While killing the unborn does send them to heaven (I believe in an age of accountability...I'm no Calvinist) it's stupid to negate the life God wanted all of us to ideally live. Life isn't JUST about salvation. I'm sorry, but there is joy, failure, drama and beauty to participate in as properly functioning members of God's creation.

Shall we sin that grace increase? Of course not. God isn't a pragmatist, he doesn't just care about the ends. The means are just as important. So be all things to all men, but don't be a murderer.

Hi doug t, I'm shocked to see this statement from you:

"God isn't a pragmatist, he doesn't just care about the ends."
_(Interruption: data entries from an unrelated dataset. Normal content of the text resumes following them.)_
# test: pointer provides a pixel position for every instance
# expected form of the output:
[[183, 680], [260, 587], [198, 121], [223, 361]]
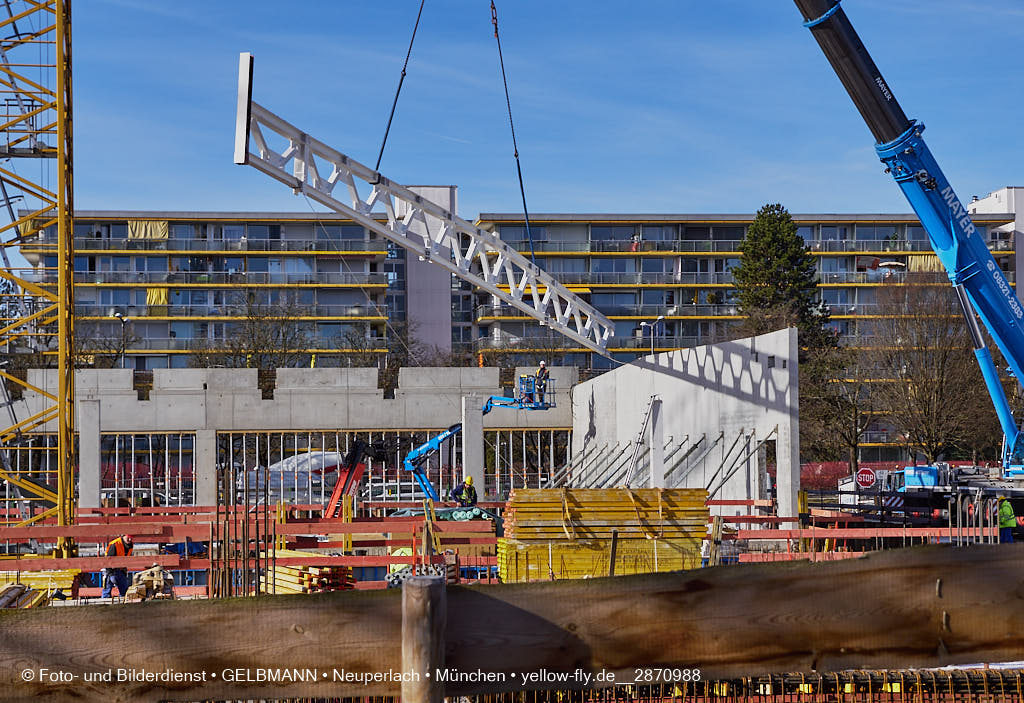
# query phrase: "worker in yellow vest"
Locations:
[[1008, 521], [464, 493], [121, 546]]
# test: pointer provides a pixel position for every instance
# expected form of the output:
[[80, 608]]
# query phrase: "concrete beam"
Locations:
[[472, 439], [89, 456], [205, 468], [655, 442]]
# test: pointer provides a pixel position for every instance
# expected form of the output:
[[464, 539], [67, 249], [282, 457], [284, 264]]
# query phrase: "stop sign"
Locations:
[[865, 478]]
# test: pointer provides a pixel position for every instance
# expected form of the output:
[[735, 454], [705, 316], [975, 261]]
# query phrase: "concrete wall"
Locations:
[[228, 399], [205, 401], [428, 287], [742, 391]]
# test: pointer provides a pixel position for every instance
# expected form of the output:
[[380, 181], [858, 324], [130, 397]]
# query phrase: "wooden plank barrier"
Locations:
[[925, 607], [567, 533]]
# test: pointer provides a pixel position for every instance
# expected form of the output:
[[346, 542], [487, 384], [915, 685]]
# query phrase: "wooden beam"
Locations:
[[931, 606], [423, 621]]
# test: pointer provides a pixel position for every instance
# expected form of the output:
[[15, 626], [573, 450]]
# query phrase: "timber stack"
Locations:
[[581, 532], [306, 578]]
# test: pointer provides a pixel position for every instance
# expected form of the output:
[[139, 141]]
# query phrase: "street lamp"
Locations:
[[653, 326], [124, 341]]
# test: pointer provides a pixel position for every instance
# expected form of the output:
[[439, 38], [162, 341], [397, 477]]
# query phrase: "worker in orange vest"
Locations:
[[121, 546]]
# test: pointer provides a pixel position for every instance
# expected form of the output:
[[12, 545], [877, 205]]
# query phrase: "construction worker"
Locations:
[[464, 493], [118, 576], [541, 382], [1008, 521]]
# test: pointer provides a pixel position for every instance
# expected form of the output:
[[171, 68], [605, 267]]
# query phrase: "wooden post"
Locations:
[[424, 615], [611, 557]]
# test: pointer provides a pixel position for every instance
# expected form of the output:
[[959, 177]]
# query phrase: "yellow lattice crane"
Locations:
[[38, 306]]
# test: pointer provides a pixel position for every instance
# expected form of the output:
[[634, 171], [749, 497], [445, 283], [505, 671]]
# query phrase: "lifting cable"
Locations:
[[515, 147], [401, 80]]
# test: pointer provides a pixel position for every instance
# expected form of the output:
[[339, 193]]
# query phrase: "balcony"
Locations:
[[171, 310], [651, 311], [85, 244], [882, 276], [141, 278], [186, 344], [646, 246], [643, 343]]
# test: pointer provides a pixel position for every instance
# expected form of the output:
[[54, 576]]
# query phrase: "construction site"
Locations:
[[497, 533]]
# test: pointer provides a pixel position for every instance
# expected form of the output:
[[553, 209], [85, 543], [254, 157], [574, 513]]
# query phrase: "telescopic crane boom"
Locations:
[[979, 283]]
With the political stance you promote the Christian to take, it sure seemed to me like you'd have thougth God a pragmatist.

Brad B

I don't know about doug t's political positions, but I think he's onto something. What I would note as a generalization of his observation that the given postulation makes the assumption that "going to heaven" is the only thing that God desires for us, or the only thing that glorifies Him. We have at once a system of instant justification that eliminates sanctification. Why would we not think that God wants our struggle toward greater righteousness to bear the truth of His Holiness.